Under Federal law, chain restaurants and similar food establishments with 20 or more locations (“covered restaurants”) must provide specific nutrition labeling information to customers. The federal law creates a single, national standard for all covered restaurants. These restaurants must clearly post calories for standard menu items on menus, menu boards, and drive-thru boards, along with a succinct statement regarding the suggested daily calorie intake. Similarly, covered restaurants must list calories next to self-serve food items offered in the restaurant, such as at buffets and salad bars. Upon request, covered restaurants must provide additional information in writing to customers, including the following: calories, calories from fat, total fat, saturated fat, cholesterol, sodium, carbohydrates, sugars, dietary fiber, and protein.

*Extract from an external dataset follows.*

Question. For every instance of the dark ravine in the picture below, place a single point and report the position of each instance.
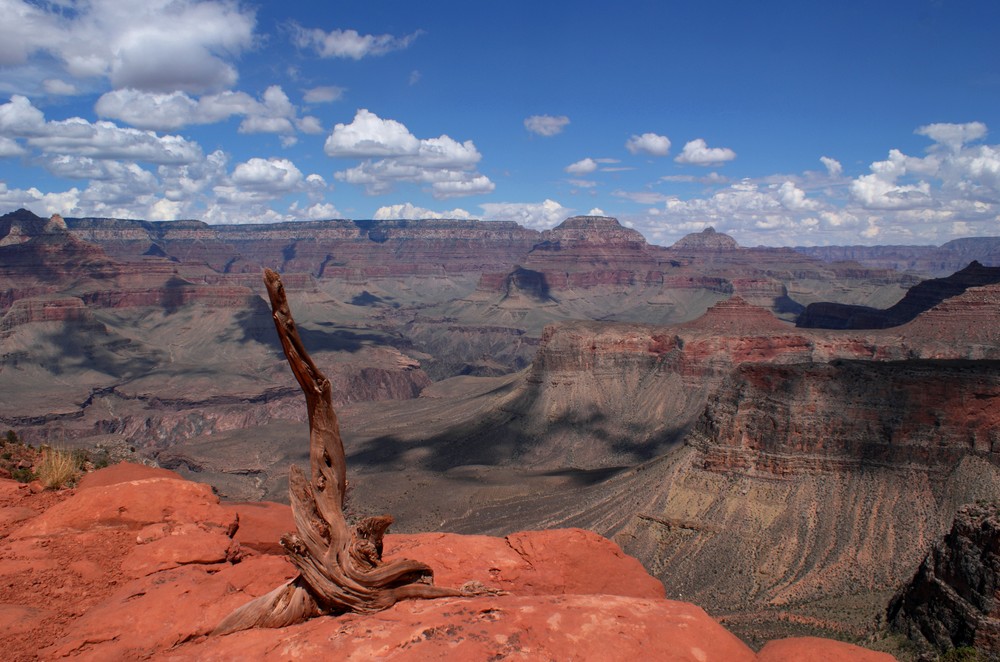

However, the law does not apply to the following items: 1) food items not on the menu (such as condiments or other items placed on the table/counter for general use), 2) most alcoholic drinks, 3) daily specials, 4) temporary menu items (on the menu for less than 60 days during the calendar year), 5) custom orders, and 6) customary test marketing items (on the menu for less than 90 days).
The new law contains a “reasonable basis” standard for restaurants to use in developing the nutritional disclosures. This standard will help protect restaurants from unreasonable litigation regarding the accuracy of the disclosures. That standard recognizes that preparing menu items is not an exact science and that the nutritional value of the same menu will vary somewhat from restaurant to restaurant. So long as restaurants base their nutritional calculations on a reasonable basis—such as nutrient databases, cookbooks, or laboratory analyses—they will comply with the law.
Covered restaurants will not be required to comply with the Federal law until the FDA finalizes the governing regulations. However, certain states and municipalities already have laws requiring nutrition disclosure. Covered restaurants are exempt from these laws to the extent such laws are inconsistent with Federal law. Other restaurants that register with the FDA and voluntarily comply with the Federal law will also be exempt from inconsistent state and local laws.